By Guest Contributor Aymar Jean Christian, cross-posted from Televisual

It’s an old and uninteresting complaint: black characters on TV–and horror movies–get killed or written off too early. Clearly, that is what’s been happening on The Walking Dead with T-Dog. (UPDATE: The arrival of a new character signals a possible shift in season three.).

I’m going to try to push the debate further, past “isn’t it a shame characters of color get short shrift.” The truth is the T-Dog Problem signals broader problems with The Walking Dead and some other prominent dramas. It’s a symptom of an ailment the writers might actually care to remedy, beyond appeasing black viewers.

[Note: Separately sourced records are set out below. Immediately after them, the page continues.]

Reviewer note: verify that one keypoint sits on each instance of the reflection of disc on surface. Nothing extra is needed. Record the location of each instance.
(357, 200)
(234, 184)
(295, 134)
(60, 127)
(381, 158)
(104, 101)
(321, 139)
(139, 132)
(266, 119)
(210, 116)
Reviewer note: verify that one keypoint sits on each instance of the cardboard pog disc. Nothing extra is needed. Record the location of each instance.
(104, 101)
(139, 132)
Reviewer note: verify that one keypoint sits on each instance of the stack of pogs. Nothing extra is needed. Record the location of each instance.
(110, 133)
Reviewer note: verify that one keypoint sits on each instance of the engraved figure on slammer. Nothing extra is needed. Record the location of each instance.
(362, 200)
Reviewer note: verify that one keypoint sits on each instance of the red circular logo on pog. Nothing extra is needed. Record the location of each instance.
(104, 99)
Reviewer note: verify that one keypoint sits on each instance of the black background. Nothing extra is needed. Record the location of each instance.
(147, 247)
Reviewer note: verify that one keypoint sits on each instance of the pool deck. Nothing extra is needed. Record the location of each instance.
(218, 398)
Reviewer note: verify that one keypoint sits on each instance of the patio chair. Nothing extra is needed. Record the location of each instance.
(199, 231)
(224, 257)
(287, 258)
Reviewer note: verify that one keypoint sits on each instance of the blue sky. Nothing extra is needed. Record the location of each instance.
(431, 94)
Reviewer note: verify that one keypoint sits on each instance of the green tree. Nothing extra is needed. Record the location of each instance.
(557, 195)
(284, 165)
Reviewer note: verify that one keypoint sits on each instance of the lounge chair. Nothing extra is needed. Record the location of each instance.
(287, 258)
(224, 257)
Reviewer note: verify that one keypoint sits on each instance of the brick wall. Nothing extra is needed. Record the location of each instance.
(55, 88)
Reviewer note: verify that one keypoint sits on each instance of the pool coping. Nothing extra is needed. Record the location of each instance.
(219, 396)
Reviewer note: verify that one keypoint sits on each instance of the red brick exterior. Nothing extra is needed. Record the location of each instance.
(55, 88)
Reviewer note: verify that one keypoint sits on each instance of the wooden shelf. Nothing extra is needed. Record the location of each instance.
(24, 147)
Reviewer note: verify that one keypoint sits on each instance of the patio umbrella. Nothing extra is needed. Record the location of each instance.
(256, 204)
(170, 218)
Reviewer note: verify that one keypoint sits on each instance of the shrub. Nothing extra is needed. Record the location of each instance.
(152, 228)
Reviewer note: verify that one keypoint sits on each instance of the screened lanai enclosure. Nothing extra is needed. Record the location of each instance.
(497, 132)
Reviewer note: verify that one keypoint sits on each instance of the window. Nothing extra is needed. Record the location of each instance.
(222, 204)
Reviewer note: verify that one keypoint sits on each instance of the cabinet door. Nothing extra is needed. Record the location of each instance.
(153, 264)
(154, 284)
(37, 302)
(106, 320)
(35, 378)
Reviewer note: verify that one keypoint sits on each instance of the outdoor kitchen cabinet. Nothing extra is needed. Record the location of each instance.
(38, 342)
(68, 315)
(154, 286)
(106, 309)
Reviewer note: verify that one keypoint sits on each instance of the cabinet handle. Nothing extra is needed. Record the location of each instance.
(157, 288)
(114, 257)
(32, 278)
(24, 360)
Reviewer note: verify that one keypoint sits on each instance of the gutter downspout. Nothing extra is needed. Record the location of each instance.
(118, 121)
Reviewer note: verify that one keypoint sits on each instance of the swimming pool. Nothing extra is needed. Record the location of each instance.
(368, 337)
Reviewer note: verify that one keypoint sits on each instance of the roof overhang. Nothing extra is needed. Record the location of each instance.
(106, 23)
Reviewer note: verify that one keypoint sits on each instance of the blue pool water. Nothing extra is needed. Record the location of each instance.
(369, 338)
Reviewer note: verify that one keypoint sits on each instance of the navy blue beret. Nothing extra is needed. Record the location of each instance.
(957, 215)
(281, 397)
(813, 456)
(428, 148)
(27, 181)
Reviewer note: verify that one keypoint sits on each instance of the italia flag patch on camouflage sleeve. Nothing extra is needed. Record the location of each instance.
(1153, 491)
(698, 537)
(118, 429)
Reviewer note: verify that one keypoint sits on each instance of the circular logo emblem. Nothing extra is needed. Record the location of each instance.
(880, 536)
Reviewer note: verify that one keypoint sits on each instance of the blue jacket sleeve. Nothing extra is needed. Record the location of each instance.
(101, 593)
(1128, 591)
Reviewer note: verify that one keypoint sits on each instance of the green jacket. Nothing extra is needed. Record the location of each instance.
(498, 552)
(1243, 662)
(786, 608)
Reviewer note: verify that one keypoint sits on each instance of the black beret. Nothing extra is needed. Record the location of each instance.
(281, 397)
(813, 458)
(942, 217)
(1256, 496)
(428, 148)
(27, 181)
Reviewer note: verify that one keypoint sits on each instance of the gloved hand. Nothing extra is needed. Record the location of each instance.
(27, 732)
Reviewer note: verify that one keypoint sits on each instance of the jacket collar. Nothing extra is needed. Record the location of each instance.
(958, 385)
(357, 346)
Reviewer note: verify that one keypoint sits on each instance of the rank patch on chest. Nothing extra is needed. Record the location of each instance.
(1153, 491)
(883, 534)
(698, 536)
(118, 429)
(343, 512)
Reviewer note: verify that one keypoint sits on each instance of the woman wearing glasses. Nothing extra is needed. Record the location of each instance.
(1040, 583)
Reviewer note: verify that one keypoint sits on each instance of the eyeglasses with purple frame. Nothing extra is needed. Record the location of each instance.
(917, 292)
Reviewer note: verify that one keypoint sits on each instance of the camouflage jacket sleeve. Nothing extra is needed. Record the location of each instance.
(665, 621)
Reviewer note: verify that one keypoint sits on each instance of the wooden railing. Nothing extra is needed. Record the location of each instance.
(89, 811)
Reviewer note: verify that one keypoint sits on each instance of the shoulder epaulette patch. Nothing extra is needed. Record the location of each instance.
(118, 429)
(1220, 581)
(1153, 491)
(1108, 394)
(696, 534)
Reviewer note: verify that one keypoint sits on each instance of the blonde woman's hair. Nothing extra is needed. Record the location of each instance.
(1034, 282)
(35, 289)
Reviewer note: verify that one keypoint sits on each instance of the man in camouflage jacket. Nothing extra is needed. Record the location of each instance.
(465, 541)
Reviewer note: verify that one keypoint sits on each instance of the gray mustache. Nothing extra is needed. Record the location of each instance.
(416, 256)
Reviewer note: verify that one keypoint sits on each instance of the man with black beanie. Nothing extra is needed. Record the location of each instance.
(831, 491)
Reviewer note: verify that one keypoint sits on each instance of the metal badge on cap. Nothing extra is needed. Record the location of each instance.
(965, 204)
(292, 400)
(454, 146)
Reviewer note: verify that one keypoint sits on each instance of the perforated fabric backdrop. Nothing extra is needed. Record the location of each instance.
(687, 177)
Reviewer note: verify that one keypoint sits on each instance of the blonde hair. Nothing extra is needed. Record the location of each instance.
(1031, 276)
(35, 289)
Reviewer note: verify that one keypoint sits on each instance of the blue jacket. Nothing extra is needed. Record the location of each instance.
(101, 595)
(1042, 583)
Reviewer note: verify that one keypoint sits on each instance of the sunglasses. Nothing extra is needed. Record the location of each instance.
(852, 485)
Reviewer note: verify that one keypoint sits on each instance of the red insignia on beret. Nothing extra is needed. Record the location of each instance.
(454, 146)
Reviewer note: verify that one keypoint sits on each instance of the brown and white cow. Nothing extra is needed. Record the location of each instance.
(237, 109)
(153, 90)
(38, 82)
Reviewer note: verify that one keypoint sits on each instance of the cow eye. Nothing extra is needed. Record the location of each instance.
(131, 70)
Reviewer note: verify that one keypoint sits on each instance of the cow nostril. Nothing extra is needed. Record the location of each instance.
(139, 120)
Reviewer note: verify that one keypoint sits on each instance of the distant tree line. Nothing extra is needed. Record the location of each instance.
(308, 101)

First, the basics. Earlier this season T-Dog told Dale he was concerned about being black and a weak link in the group. This was an insightful moment from the writers, foregrounding the idea that being different after the apocalypse might be a problem–after all, in times of stress, people stick to their own–and an interesting meta-commentary on the fragility of being a black character on TV. T-Dog was a great candidate for a quick kill. Then T-Dog disappeared. I literally forgot all about him until last week, when he had one line that was almost comically interrupted. This week T-Dog was similarly marginalized, leading Vulture‘s recapper to state: “By this point, the casual dismissal of one of two minority characters…on this show is feeling extremely suspect. The only thing saving it from being full-on offensive is that the same treatment is being given to Hershel’s entire white family.”

The problem isn’t only about a tired debate over representation.